MANILA -- Uber Technologies ended its ride-hailing service in the Philippines on Monday despite the order by antitrust regulators to continue operations until a review is concluded.
The U.S.-based company alerted clients Sunday night about the shutdown and directed them to download the app of rival Grab, which acquired Uber's Southeast Asian businesses last month. Uber, in exchange, will own a 27.5% stake in Grab.
Uber chose to follow a Land Transportation Franchising and Regulatory Board directive asking the company to halt operations before April 16 because its license as a transportation network company has expired. The board has argued that the company now lacks the staffing to support its operations and ensure passenger safety.
But the directive was inconsistent with the interim measures set by the Philippine Competition Commission, which on April 7 ordered both companies to freeze the merger, keep their operations independent and refrain from transferring personal data of drivers and riders pending a review.

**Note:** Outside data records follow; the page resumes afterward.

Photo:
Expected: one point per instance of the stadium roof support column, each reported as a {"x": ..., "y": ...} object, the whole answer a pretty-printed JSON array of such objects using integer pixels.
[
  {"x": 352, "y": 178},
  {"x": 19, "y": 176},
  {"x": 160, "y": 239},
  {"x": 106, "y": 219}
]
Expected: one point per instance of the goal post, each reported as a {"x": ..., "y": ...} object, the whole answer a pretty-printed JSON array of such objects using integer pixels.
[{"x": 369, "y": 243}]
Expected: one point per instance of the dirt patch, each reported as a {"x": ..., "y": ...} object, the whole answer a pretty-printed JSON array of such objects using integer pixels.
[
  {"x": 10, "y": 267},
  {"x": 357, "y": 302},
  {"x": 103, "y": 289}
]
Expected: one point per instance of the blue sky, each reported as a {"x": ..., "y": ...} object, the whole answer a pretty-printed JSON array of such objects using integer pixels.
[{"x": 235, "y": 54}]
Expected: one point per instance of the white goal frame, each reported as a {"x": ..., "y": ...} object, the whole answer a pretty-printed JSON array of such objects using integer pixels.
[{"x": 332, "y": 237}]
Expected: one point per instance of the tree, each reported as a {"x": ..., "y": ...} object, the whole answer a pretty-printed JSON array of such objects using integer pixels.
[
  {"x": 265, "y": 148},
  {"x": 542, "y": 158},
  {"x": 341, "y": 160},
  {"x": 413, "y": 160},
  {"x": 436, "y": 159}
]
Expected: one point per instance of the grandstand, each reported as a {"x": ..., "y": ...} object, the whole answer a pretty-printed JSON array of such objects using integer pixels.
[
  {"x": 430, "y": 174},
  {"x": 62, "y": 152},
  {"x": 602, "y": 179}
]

PCC Commissioner Stella Quimbo said Uber has the burden of complying with both regulators, a scenario that likely will trigger discussions on the commission's relationship with other industry regulators.
The commission has told both companies to explain by Tuesday why they could not comply fully with the interim measures. "If they don't submit tomorrow, we will have to take further actions," Quimbo told the Nikkei Asian Review, declining to be more specific.
The Philippine Competition Act lets the PCC void a transaction if it decides the deal poses serious harm to consumers. The regulator said Monday that the merger gives Grab a 94% share in the Philippine ride-hailing market.
Grab and Uber have been moving to complete their regional integration since announcing their merger on March 26. The Competition and Consumer Commission of Singapore, which is also reviewing the transaction, has asked Uber to continue services until May 7 and barred Grab from imposing exclusivity contracts on drivers to keep the market open.
The Vietnam Competition Authority launched an investigation of the deal Friday that could take 30 days. The outcome of the multiple investigations could determine the future of Southeast Asia's ride-hailing market even after the merger is concluded.